Le strade bianche di Cobà

I collegamenti stradali presso i Maya
In una delle più lussureggianti foreste tropicali del Quintana Roo, regione appartenente alla zona settentrionale della penisola dello Yucatàn, sulle sponde del lago Macancox, popolato da placidi coccodrilli, affiorano in modo imponenti le rovine del centro politico di una delle città più estese e popolose della civiltà dei Maya, l’antica Cobà. La città aveva una estensione pari a circa 50 km quadrati, abitazioni, strade e ed edifici di vario genere si erano sviluppate intorno ad un enorme centro cerimoniale di cui sono ancora oggi visibili alcuni degli straordinari edifici. La maggior parte delle abitazioni private dei semplici cittadini riposano ancora nascoste dalla vegetazione, affiorando qua e là nella folta flora: sono state individuate circa 6500 strutture superstiti e una delle zone cerimoniali, il cosiddetto Gruppo Cobà.

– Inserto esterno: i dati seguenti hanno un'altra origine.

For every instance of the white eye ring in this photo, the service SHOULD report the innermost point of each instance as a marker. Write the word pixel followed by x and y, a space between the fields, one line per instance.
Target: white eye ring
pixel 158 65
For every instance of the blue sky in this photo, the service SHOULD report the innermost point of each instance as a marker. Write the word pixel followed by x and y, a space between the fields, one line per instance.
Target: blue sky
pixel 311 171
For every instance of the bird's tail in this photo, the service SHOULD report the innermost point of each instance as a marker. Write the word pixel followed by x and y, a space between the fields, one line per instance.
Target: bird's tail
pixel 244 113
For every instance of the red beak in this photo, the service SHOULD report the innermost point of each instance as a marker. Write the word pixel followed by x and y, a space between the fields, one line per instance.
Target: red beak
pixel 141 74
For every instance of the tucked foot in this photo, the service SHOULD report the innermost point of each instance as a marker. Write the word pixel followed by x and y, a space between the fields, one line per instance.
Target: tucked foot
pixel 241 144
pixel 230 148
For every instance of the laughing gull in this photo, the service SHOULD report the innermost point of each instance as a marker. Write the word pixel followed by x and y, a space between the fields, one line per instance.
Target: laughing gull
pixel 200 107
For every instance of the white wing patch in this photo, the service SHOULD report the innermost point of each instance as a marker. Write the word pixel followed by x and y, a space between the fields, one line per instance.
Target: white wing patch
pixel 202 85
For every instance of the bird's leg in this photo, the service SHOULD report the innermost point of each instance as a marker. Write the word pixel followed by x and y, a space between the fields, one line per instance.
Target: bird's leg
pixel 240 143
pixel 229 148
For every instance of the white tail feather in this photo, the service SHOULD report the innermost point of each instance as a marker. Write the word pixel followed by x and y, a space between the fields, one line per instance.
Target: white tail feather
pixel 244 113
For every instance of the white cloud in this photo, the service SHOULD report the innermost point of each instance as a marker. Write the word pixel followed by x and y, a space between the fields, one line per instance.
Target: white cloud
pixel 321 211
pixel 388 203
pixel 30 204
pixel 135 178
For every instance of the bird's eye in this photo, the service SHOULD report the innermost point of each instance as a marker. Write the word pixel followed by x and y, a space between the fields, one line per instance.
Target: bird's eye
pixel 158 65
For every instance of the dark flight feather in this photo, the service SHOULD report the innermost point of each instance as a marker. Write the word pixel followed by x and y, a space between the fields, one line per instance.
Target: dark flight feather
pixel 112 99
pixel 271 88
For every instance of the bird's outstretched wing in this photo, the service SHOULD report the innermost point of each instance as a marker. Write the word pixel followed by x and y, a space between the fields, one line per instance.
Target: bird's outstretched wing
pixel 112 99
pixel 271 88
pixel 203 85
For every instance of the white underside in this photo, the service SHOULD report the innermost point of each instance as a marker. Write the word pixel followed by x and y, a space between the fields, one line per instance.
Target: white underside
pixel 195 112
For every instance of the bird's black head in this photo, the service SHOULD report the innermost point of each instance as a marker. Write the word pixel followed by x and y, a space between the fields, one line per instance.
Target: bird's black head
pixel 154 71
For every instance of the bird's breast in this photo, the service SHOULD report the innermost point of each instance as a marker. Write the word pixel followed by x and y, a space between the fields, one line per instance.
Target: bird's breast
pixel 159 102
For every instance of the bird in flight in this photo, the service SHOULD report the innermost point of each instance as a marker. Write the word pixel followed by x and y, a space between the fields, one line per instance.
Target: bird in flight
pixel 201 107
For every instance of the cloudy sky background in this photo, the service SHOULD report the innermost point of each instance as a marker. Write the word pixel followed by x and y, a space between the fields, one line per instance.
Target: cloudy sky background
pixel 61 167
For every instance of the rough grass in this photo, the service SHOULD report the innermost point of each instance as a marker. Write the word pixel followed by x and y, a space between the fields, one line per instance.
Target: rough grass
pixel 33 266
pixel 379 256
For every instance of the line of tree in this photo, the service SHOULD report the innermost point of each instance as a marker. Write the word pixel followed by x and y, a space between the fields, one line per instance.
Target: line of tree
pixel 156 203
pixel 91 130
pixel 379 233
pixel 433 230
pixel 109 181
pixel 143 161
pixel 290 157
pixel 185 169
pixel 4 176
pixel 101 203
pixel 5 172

La città si ergeva in un’area compresa fra una serie di piccoli laghi, poco profondi, caratterizzata dall’abbondante presenza di canneti. Il suo nome originario, Cohà, in lingua maya significherebbe “acque increspate”.
Fra gli inestimabili edifici che lo caratterizzavano, annoverava una enorme piramide a nove livelli e un vasto campo destinato al gioco rituale della pelota, il castello del Nohoch Mul, il Tempio delle Pitture e il cosiddetto gruppo di Macancox, un gruppo di stele del VII secolo con i ritratti, corredati di iscrizioni di geroglifici maya narranti le loro gesta, che rappresentano i vari sovrani di Cobà accanto alle loro mogli. Tali iscrizioni costituiscono una delle principali fonti storiche per la conoscenza della storia della civiltà maya.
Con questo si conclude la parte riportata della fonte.